How to use ptls.data_load.datasets datasets

Here are the datasets (torch.utils.data.Dataset) which assure interface to the data.

For data prepared in memory use:

  1. MemoryMapDataset with i_filters
  2. AugmentationDataset with f_augmentations if needed
  3. endpoint map dataset from ptls.frames

For small (map mode) parquet data use:

  1. ParquetDataset with i_filters
  2. PersistDataset
  3. AugmentationDataset with f_augmentations if needed
  4. endpoint map dataset from ptls.frames

For large (iterable mode) parquet data use:

  1. ParquetDataset with i_filters
  2. AugmentationDataset with f_augmentations if needed
  3. endpoint iterable dataset from ptls.frames

Other dataset order and combination are possible but not tested.

Simple example

Dict features in a list is a simple example of data. Python's list have the same interface as torch.Dataset, so you can just provide it to dataloader.

import torch
from ptls.data_load.utils import collate_feature_dict

data_list = [
    {
        'mcc': torch.arange(seq_len),
        'id': f'user_{i}'
    }
    for i, seq_len in enumerate([4, 3, 6])
]

dl = torch.utils.data.DataLoader(
    dataset=data_list,
    collate_fn=collate_feature_dict,
    batch_size=2,
)

for batch in dl:
    print(batch.payload, batch.seq_lens, sep='\n')

In this example we use simple list as dataset.

Sometimes you need to make changes in the dataset. We propose a filter approach for this.

map and iterable

There are the types of torch datasets. More info about dataset types to understand map and iterable.

Dataloader choose a way of iteration based on type his dataset. In out pipeline Dataloader works with endpoint dataset from ptls.frames. So the type of endpoint dataset from ptls.frames choose a way of iteration.

Map dataset provide better shuffle. Iterable dataset requires less memory.

Warning for multiprocessing dataloader

Each worker use the same source data.

Map dataloader knows dataset len and uses sampler to randomly split all indexes from range(o, len) between workers. So each worker use his own part of data.

Iterable dataloader can just iterate over the source data. In default case each worker iterate the same data and output are multiplied by worker count.

To avoid this iterable datasets should implement a way to split a data between workers.

Multiprocessing split implementation:

  • ParquetDataset implement split it and works correct
  • i_filters and f_augmentations don't contain a data and works correct
  • Iterable endpoint datasets works correct with iterable source
  • Iterable endpoint datasets multiply data with map source
  • PersistDataset iterate input during initialisation. Usually this happens out of dataloader in single main process. So it works correct.

i_filters and f_augmentations

  • i_filters - iterable filters
  • f_augmentations - augmentation functions

Filters

ptls propose filters for dataset transformation. All of them are in ptls.data_load.iterable_processing. These filter implemented in generator-style. Call filter object to get generator with modified records.

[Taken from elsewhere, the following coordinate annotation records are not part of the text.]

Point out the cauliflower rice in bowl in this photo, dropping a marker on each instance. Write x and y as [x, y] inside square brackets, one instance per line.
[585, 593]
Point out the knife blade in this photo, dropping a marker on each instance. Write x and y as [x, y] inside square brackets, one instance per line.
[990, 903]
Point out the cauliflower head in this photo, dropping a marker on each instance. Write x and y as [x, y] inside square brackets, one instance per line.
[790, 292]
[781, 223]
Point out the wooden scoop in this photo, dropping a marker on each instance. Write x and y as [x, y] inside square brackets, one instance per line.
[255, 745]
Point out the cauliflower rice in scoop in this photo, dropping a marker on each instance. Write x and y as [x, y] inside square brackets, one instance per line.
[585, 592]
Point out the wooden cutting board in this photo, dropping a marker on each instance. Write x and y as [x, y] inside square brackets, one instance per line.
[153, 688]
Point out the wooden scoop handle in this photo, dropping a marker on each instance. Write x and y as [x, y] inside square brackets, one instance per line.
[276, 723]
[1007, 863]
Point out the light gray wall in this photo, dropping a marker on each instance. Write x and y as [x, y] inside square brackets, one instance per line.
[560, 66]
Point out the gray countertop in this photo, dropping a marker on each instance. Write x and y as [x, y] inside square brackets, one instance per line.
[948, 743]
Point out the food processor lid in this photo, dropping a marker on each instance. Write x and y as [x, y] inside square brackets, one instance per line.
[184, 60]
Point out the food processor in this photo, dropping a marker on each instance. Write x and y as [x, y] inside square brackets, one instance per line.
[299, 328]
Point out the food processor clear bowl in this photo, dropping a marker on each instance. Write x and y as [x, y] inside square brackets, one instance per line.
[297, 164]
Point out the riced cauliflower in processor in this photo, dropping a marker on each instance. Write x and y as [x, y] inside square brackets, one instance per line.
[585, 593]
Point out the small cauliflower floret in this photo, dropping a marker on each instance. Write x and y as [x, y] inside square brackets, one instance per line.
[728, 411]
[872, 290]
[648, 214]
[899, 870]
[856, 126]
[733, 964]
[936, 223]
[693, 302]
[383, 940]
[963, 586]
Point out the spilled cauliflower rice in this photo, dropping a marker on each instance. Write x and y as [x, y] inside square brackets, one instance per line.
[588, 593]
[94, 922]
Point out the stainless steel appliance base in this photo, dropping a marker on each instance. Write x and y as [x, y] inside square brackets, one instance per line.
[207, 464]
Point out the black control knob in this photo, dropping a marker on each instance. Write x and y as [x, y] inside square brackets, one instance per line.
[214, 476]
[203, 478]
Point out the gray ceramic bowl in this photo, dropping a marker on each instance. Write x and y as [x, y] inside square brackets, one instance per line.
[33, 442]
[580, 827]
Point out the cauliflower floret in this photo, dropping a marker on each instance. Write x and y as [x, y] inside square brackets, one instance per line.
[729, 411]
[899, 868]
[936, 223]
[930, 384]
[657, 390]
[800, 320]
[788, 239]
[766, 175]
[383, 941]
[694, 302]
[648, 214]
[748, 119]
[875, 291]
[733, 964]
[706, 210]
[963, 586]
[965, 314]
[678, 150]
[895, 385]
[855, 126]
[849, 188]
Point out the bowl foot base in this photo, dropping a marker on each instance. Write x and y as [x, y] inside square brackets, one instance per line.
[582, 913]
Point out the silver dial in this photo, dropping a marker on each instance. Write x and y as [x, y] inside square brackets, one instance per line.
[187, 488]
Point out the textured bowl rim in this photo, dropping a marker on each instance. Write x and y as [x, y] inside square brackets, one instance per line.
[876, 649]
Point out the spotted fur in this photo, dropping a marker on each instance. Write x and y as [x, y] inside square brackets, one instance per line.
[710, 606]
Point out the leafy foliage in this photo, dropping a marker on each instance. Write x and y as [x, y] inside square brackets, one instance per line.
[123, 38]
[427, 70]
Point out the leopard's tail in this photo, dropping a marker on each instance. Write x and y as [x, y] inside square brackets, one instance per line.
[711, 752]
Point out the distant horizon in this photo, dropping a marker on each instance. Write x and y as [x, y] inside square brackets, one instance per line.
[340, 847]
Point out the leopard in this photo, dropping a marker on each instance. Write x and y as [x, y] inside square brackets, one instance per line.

from ptls.data_load.iterable_processing import SeqLenFilter

i_filter = SeqLenFilter(min_seq_len=4)
for rec in i_filter(data_list):
    print(rec)

There were 3 examples in the list, it became 2 cause SeqLenFilter drop short sequence.

Many kinds of filters possible: dropping records, multiply records, records transformation.

i_filters can be chained. Datasets provide a convenient way to do it. Many datasets in ptls.data_load.datasets support i_filters. They takes i_filters as list of iterable_processing objects.

Augmentations

Sometimes we have to change an items from train data. This is augmentations. They are in ptls.data_load.augmentations.

Example:

from ptls.data_load.augmentations import RandomSlice

f_augmentation = RandomSlice(min_len=4, max_len=10)
for rec in data_list:
    new_rec = f_augmentation(rec)
    print(new_rec)

Here RandomSlice augmentation take a random slice from source record.

Compare

i_filter f_augmentation
May change record. Result is always the same May change record. Result is random
Place it be before persist stage to run it once and save total cpu resource Don't place it before persist stage because it kills the random
Can delete items Can not delete items
Can yield new items Can not create new items
Works a generator and requires iterable processing Works as a function can be both map or iterable

In memory data

In memory data is common case. Data can a list or generator with feature dicts.

import torch
import random

data_list = [
    {
        'mcc': torch.arange(seq_len),
        'id': f'user_{i}'
    }
    for i, seq_len in enumerate([4, 3, 6])
]

def data_gen(n):
    for i in range(n):
        seq_len = random.randint(4, 8)
        yield {
            'mcc': torch.arange(seq_len),
            'id': f'user_{i}'
        }

ptls.data_load.datasets.MemoryMapDataset:

  • implements map dataset
  • iterates over the data and stores it in an internal list
  • looks like a list

ptls.data_load.datasets.MemoryIterableDataset:

  • implements iterable dataset
  • just iterates over the data
  • looks like a generator

Warning

Currently MemoryIterableDataset don`t support initial data split between workers. We don't recommend use it without modification.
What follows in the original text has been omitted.